For economist Gustavo Perego, commercial director of the consulting firm Abeceb, in Buenos Aires, “the Argentine political system is not responding to the problems”. “There is a process of inflationary inertia that grows more and more, a destruction of consumption capacity. The government no longer has the muscle to get around the situation. And that leads many people to ask themselves about the future elsewhere.”

He draws attention to the price of food. While inflation in the country broke a record in April and reached 109% in the last 12 months, the annual index projected for the food sector is 197%, showed a study by UBA (University of Buenos Aires). And the expectation for the coming months is not better either. “The situation in the second half, with the political vacuum of the elections, tends to get worse.”

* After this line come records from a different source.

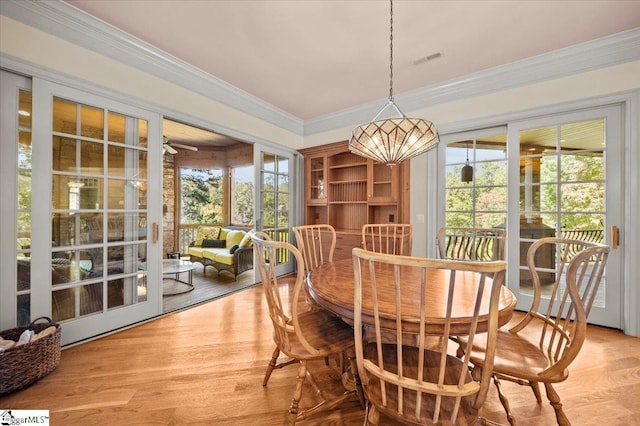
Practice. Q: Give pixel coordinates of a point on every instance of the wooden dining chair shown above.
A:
(423, 383)
(316, 243)
(463, 243)
(301, 334)
(389, 238)
(541, 347)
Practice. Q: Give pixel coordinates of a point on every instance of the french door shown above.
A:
(554, 176)
(273, 208)
(566, 180)
(88, 221)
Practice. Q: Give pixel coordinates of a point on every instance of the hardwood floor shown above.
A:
(205, 366)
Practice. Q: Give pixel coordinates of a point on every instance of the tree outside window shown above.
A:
(242, 190)
(201, 196)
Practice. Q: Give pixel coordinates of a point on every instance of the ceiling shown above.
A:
(315, 57)
(311, 58)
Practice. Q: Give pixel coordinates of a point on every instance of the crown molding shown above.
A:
(67, 22)
(70, 23)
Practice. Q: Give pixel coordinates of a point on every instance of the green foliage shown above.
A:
(242, 203)
(201, 192)
(482, 203)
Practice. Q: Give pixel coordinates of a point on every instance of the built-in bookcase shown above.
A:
(347, 191)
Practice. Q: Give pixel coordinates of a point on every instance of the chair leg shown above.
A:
(554, 399)
(294, 408)
(504, 401)
(536, 391)
(273, 364)
(372, 415)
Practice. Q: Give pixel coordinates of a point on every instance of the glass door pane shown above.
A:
(15, 192)
(99, 210)
(478, 198)
(273, 207)
(568, 176)
(94, 217)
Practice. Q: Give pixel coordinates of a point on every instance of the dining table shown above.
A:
(331, 286)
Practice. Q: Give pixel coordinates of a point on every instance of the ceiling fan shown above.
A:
(170, 147)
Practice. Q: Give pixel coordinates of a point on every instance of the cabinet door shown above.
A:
(316, 179)
(383, 182)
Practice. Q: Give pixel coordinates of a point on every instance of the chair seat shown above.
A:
(526, 363)
(467, 414)
(322, 330)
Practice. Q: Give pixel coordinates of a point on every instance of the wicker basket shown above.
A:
(23, 365)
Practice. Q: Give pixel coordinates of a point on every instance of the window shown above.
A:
(242, 195)
(482, 201)
(201, 196)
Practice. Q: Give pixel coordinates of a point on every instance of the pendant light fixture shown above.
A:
(467, 170)
(393, 140)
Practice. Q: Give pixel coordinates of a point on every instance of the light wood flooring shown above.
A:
(205, 365)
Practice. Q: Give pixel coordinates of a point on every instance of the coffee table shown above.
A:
(176, 267)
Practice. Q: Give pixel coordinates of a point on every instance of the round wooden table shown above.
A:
(332, 286)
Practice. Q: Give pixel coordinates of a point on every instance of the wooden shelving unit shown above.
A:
(348, 191)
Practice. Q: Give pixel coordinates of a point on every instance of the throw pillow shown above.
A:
(246, 240)
(206, 232)
(234, 237)
(210, 243)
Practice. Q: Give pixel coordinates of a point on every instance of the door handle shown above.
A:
(615, 237)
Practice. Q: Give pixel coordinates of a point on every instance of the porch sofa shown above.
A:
(225, 248)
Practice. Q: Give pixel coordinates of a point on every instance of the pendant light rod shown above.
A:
(393, 140)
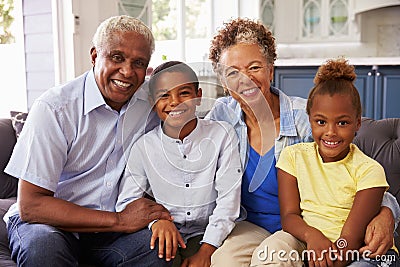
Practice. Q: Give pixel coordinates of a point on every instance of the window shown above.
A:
(12, 63)
(326, 19)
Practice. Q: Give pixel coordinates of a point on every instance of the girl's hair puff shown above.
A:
(336, 76)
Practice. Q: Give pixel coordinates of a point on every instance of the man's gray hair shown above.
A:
(121, 23)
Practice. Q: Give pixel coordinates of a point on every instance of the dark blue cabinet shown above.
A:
(379, 87)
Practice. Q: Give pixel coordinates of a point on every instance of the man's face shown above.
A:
(120, 67)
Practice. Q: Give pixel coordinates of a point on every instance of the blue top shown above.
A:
(261, 201)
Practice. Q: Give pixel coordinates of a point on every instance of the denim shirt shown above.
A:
(294, 128)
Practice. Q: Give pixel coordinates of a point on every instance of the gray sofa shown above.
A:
(377, 138)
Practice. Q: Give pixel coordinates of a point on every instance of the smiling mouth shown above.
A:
(249, 92)
(121, 84)
(330, 143)
(175, 113)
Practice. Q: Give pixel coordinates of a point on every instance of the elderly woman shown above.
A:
(266, 120)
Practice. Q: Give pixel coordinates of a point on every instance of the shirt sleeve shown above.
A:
(41, 151)
(390, 201)
(134, 182)
(228, 185)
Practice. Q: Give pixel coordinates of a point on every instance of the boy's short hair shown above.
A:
(173, 66)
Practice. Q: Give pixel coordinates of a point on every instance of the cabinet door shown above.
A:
(298, 81)
(295, 81)
(378, 86)
(387, 92)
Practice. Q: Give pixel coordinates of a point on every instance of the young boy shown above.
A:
(329, 190)
(189, 165)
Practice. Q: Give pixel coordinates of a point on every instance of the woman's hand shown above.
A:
(168, 239)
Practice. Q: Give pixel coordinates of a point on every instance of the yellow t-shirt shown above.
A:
(327, 190)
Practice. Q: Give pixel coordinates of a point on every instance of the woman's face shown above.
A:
(245, 72)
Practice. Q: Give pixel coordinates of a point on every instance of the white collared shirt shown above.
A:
(198, 179)
(73, 143)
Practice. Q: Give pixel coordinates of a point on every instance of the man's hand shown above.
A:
(168, 237)
(140, 213)
(379, 233)
(202, 258)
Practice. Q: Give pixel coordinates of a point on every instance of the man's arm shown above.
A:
(38, 205)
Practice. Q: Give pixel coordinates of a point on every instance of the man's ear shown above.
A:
(93, 55)
(199, 96)
(151, 101)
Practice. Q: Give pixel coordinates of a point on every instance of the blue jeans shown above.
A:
(43, 245)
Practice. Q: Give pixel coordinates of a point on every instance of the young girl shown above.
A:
(328, 189)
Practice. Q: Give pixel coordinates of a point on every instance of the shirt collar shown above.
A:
(287, 121)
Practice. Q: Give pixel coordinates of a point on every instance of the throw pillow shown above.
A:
(18, 120)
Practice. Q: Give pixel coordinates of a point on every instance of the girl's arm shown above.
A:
(293, 223)
(365, 207)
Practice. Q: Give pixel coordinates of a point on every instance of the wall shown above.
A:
(88, 15)
(39, 49)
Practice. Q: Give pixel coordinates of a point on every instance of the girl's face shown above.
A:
(334, 122)
(245, 72)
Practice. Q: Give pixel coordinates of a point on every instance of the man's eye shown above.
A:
(117, 58)
(232, 73)
(140, 64)
(255, 68)
(185, 93)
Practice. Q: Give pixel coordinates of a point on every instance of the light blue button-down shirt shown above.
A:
(197, 179)
(294, 128)
(74, 144)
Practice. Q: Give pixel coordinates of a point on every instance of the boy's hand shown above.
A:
(202, 258)
(168, 238)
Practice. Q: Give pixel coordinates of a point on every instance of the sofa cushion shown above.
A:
(5, 259)
(8, 184)
(380, 140)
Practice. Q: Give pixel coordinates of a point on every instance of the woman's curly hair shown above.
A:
(336, 76)
(242, 30)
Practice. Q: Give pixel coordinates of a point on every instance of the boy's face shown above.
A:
(334, 122)
(175, 99)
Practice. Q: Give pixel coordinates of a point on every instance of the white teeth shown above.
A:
(175, 113)
(122, 84)
(249, 92)
(331, 143)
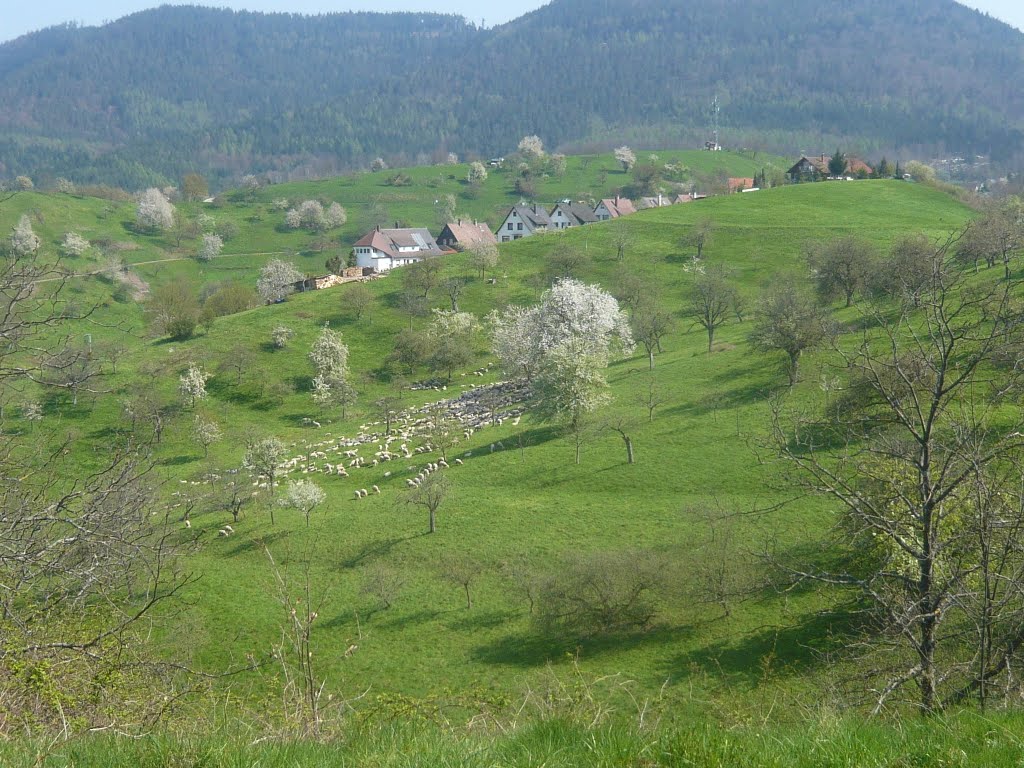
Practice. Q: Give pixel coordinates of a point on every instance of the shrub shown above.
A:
(602, 593)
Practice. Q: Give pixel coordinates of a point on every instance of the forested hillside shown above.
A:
(145, 98)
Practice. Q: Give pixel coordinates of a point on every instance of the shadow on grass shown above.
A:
(537, 648)
(258, 544)
(177, 461)
(474, 620)
(375, 549)
(409, 620)
(231, 392)
(773, 650)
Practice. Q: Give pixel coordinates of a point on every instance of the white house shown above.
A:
(522, 221)
(612, 209)
(384, 249)
(565, 215)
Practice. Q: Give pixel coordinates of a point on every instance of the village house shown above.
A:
(384, 249)
(813, 169)
(565, 215)
(464, 233)
(659, 202)
(739, 184)
(521, 221)
(612, 209)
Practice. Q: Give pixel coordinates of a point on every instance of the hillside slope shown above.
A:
(518, 497)
(144, 98)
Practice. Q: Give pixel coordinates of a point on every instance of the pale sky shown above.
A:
(19, 17)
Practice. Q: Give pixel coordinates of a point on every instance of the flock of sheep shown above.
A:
(410, 436)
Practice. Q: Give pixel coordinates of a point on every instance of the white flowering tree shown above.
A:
(281, 336)
(452, 340)
(154, 211)
(335, 216)
(329, 354)
(24, 242)
(568, 311)
(304, 496)
(477, 173)
(211, 248)
(307, 215)
(74, 244)
(193, 383)
(330, 358)
(276, 280)
(570, 386)
(562, 346)
(626, 158)
(262, 459)
(206, 432)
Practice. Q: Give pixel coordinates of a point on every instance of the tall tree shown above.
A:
(926, 468)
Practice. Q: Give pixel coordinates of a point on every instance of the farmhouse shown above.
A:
(564, 215)
(465, 233)
(384, 249)
(612, 209)
(659, 202)
(812, 169)
(521, 221)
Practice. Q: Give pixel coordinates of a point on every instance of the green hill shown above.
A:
(518, 500)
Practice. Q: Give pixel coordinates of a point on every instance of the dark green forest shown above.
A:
(157, 94)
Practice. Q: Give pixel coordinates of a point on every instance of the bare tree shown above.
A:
(622, 239)
(926, 471)
(711, 300)
(699, 237)
(483, 256)
(650, 395)
(624, 426)
(430, 495)
(792, 323)
(841, 267)
(650, 324)
(454, 287)
(462, 571)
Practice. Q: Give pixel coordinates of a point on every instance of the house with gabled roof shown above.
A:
(814, 168)
(613, 208)
(521, 221)
(385, 249)
(659, 202)
(739, 184)
(463, 233)
(565, 215)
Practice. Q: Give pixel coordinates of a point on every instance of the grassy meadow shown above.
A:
(697, 498)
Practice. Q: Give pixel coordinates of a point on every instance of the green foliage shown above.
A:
(357, 113)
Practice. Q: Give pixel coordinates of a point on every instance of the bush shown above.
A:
(182, 327)
(601, 593)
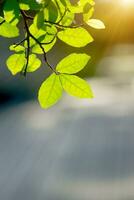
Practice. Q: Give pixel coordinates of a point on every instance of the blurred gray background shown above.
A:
(79, 149)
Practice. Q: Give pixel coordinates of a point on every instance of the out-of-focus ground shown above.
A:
(79, 149)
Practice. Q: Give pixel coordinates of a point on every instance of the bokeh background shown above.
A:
(79, 149)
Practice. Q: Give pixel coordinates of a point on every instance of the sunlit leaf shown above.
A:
(16, 62)
(34, 63)
(8, 30)
(11, 12)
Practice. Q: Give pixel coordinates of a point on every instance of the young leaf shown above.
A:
(76, 86)
(76, 37)
(50, 91)
(16, 62)
(73, 63)
(96, 23)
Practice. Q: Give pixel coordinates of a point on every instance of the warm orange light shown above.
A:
(127, 2)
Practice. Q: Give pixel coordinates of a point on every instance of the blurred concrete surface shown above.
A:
(78, 150)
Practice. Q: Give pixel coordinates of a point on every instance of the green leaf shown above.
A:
(96, 23)
(47, 47)
(39, 19)
(7, 30)
(73, 63)
(34, 63)
(76, 86)
(18, 48)
(76, 37)
(11, 12)
(51, 12)
(29, 5)
(50, 91)
(16, 62)
(88, 15)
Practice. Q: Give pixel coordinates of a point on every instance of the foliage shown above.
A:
(45, 21)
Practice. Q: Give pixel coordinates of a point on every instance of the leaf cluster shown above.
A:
(46, 21)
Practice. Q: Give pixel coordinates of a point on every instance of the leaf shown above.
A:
(11, 12)
(73, 63)
(51, 12)
(50, 91)
(96, 23)
(29, 5)
(18, 48)
(76, 37)
(16, 62)
(7, 30)
(76, 86)
(88, 15)
(34, 63)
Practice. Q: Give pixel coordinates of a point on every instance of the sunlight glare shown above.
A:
(127, 2)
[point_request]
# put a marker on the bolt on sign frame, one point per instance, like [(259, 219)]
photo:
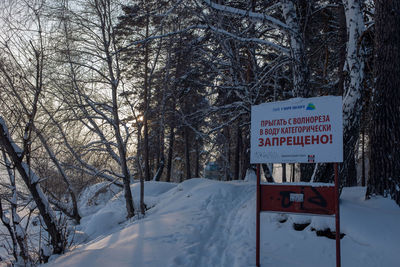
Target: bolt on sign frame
[(299, 130)]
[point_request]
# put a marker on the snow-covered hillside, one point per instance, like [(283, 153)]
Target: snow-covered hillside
[(207, 223)]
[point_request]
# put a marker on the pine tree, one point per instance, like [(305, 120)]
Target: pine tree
[(385, 129)]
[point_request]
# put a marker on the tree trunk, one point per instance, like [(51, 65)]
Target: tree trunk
[(384, 134), (352, 99), (237, 150), (187, 152), (32, 182), (170, 151)]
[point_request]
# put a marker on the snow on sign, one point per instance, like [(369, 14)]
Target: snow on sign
[(304, 130)]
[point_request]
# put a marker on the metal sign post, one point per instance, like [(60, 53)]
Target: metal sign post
[(337, 216), (299, 130), (258, 218)]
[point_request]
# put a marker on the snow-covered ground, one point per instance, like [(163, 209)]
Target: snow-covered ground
[(208, 223)]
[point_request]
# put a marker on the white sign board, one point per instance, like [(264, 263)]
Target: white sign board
[(303, 130)]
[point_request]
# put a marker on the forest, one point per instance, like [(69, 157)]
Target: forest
[(128, 91)]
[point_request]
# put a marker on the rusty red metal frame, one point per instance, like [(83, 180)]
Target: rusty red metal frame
[(320, 200)]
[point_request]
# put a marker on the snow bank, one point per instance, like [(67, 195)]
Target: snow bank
[(206, 223)]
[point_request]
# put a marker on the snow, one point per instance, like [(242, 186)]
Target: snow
[(203, 222)]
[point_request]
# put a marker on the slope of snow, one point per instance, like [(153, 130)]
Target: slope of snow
[(203, 222)]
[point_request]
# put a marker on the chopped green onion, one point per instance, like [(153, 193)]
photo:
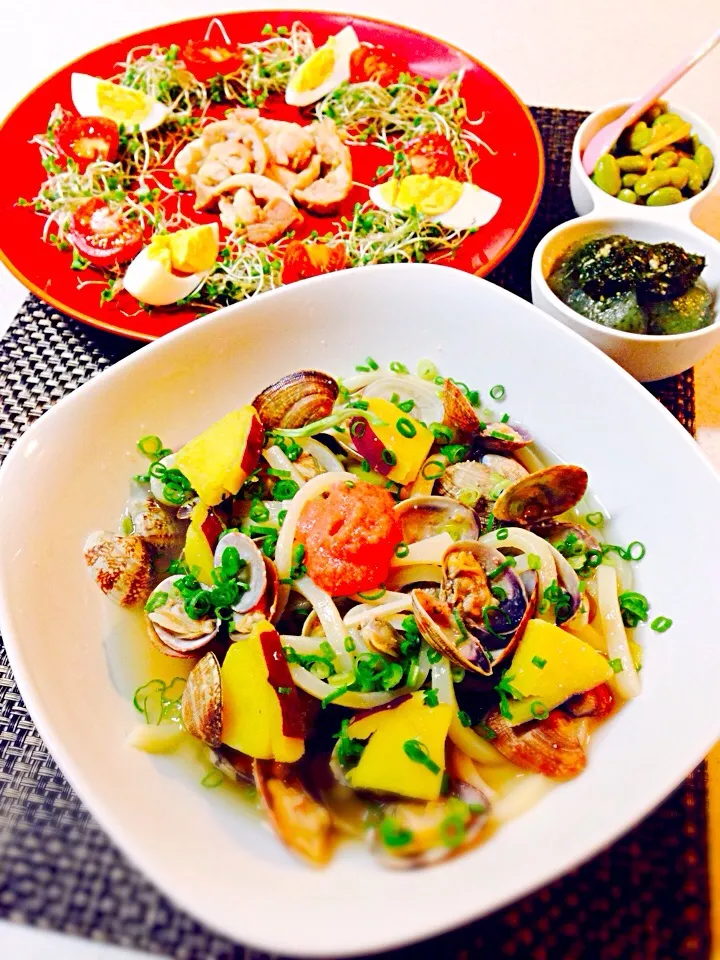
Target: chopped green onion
[(406, 427), (150, 445), (416, 751), (392, 834)]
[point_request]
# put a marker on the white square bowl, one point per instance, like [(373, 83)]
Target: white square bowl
[(68, 475)]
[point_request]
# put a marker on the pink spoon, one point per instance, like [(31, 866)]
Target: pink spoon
[(606, 138)]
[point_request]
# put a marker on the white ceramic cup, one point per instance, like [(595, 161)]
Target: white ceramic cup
[(646, 357)]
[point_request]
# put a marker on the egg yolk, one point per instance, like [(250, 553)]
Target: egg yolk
[(185, 251), (429, 195), (316, 69), (122, 104)]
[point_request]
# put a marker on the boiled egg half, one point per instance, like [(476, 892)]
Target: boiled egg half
[(93, 97), (458, 206), (323, 71), (173, 265)]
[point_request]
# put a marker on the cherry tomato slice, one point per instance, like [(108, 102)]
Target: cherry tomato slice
[(376, 63), (85, 139), (103, 235), (303, 260), (432, 154), (208, 59)]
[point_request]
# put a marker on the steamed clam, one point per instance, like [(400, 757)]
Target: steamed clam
[(554, 746), (417, 834), (424, 517), (170, 626), (121, 565), (153, 522), (296, 400), (541, 495), (300, 821), (202, 701)]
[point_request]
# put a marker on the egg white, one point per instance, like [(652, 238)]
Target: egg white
[(474, 208), (345, 42), (147, 279), (84, 93)]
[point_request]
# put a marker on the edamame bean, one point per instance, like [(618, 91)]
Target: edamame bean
[(679, 177), (627, 195), (705, 160), (651, 182), (636, 164), (664, 197), (695, 177), (607, 174), (667, 159), (640, 135), (668, 119)]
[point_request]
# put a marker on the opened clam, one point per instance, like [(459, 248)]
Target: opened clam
[(542, 495), (554, 746), (170, 626), (202, 701), (157, 525), (121, 566), (417, 834), (300, 821), (296, 400), (424, 517)]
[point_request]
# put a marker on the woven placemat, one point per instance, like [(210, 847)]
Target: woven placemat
[(644, 898)]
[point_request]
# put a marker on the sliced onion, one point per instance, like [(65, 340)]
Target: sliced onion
[(279, 460), (428, 551), (524, 795), (329, 617), (364, 612), (464, 738), (626, 683), (283, 550), (427, 407), (324, 457)]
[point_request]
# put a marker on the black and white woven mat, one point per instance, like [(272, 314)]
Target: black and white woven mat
[(646, 898)]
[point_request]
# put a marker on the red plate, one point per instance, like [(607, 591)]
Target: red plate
[(515, 173)]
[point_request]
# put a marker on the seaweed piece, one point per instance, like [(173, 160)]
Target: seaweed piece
[(692, 310), (670, 272), (609, 265)]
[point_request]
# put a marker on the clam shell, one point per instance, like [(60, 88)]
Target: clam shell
[(121, 565), (440, 630), (514, 437), (423, 517), (202, 701), (233, 764), (507, 467), (172, 631), (542, 495), (296, 399), (424, 821), (155, 524), (554, 747), (255, 560), (301, 823), (458, 411)]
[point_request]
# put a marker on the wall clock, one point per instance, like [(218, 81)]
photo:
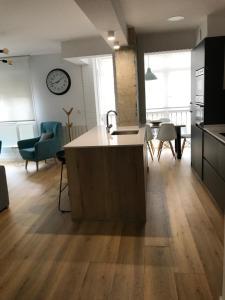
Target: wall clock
[(58, 81)]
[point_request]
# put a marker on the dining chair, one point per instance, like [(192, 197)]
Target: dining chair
[(164, 120), (149, 138), (61, 157), (167, 133), (184, 136)]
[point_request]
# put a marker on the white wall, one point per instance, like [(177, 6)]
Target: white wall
[(48, 106)]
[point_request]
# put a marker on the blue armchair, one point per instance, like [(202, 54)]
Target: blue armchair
[(37, 149)]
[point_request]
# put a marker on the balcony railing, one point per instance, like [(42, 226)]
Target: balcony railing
[(176, 115)]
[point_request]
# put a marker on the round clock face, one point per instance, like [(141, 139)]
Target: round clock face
[(58, 81)]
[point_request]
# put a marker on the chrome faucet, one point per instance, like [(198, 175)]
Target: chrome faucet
[(108, 126)]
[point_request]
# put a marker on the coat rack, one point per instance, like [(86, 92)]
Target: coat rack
[(69, 124)]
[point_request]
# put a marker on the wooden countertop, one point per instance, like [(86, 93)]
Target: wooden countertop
[(98, 137)]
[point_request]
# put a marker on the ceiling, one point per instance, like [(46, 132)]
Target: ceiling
[(38, 26), (152, 15)]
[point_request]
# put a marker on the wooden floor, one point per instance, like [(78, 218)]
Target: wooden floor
[(177, 254)]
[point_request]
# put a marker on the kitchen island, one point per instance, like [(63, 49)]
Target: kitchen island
[(107, 175)]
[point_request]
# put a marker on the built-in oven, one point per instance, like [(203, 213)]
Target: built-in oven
[(199, 97), (200, 82), (199, 113)]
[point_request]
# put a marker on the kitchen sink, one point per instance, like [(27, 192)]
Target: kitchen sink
[(124, 132)]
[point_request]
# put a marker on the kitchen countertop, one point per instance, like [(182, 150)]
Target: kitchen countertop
[(98, 137), (215, 131)]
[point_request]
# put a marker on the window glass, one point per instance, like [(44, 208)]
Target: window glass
[(105, 94)]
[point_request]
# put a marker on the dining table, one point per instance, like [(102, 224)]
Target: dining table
[(156, 125)]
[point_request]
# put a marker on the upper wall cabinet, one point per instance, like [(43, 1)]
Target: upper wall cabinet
[(209, 54)]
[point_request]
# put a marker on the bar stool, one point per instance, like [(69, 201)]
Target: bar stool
[(61, 157), (167, 133)]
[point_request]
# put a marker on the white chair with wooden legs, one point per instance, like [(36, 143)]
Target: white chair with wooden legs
[(184, 136), (149, 137), (167, 133)]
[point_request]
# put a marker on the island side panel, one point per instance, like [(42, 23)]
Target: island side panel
[(107, 183)]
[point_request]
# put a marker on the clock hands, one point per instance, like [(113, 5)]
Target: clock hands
[(58, 80)]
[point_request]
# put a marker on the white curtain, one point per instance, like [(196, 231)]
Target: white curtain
[(105, 93), (173, 85), (15, 91)]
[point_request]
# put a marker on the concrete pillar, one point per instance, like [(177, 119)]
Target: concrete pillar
[(126, 83)]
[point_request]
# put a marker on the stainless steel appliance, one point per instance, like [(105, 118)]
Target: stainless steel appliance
[(200, 79)]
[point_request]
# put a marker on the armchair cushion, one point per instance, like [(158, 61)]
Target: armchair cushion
[(46, 136), (29, 143), (28, 153), (43, 147)]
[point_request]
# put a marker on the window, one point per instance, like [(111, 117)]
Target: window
[(15, 91), (104, 86), (173, 85)]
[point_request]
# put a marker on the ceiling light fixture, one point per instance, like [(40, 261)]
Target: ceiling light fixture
[(4, 50), (116, 46), (149, 75), (175, 19), (111, 36), (3, 60)]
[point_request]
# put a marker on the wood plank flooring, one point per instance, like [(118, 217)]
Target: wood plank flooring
[(177, 254)]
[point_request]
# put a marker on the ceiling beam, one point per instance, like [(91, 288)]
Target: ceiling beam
[(106, 15)]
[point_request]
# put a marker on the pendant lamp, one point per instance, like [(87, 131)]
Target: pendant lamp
[(149, 75)]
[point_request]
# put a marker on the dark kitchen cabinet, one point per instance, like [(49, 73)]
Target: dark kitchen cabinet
[(209, 54), (196, 149), (214, 168), (214, 183), (214, 153)]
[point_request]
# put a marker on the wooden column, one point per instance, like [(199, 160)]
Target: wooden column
[(125, 63)]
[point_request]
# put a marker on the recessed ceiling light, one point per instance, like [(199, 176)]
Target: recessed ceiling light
[(116, 46), (111, 36), (176, 18)]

Cecília, who prefers not to give her last name, arrived in Brazil on December 31, 2021, shortly after the borders were reopened. Her sister already lived in the country, and the main reason for coming, besides that, was to feel that her money “was worthless”. “Here I have opportunities that I don’t have there. To eat bread, meat and vegetables on the same day, it was because you had a lot of money. Even drinking mate was getting expensive.”

But the reallocation of Argentine professionals in Brazil, even those who are specialized labor, can take time. Civil engineer Martin Colli, 36, arrived a year ago and is still looking for a job in his field at a Brazilian company. For now, he works remotely for an Argentine firm — and, receiving his salary in Argentine pesos, he has yet to see a real shift in purchasing power.

Martin lived in the city of Bahía Blanca and, before coming to Brazil, he studied other possibilities in South America. “But, regardless of the political situation, Brazil remains a world power”, he says, who, however, regrets the delay in entering the market. “I thought it would take a month or two.”

The presence of Brazilians living in Argentina is also representative. The latest data from the Itamaraty, referring to 2021, show that there were 90,200 Brazilians in the neighboring country – an underreported figure, since immigrants do not necessarily have to make contact with the consular sector in Brazil.

The number is close to Argentine estimates of the number of Brazilians in the country —95,000— and makes Brazilians the eighth main foreign group to reside in the country, behind, in descending order, Paraguayans, Bolivians, Peruvians, Venezuelans, Chileans, Uruguayans and Colombians.

Argentina, on the other hand, does not have historical data recording the emigration of its nationals, as recently shown by the checkpoint site Chequeado, which delved into the subject after figures such as former president and opponent Maurício Macri claimed that today there is an “exodus growing number of Argentines”.

The migration of Argentines to Brazil —and vice versa— is facilitated and reduced bureaucracy both by the Mercosur residence agreement, the bloc that the two countries are part of, and by a specific agreement between Brasília and Buenos Aires enacted in 2009 to facilitate the granting of residence for migrants.

The increase in migration has awakened, among specialists who follow the subject, concern about possible labor abuses. The subject runs underneath the data, but reports show that there are more and more Argentines looking for seasonal jobs in plantations at harvest time.

In February, four workers from the country, including a 14-year-old teenager, were rescued in Nova Petrópolis, in Rio Grande do Sul, by the Federal Police. They worked cutting eucalyptus trees and were in a situation analogous to slavery.

Historically, however, Argentines represent a small portion of foreigners rescued in slavery-like work in Brazil — they accounted for 0.2% of all such rescues from 2003 to 2022, according to the Ministry of Labor. The main nationalities are Bolivians (42%), Haitians (24%) and Venezuelans (12%), immigrants who, in general, enter Brazil in a situation of greater vulnerability.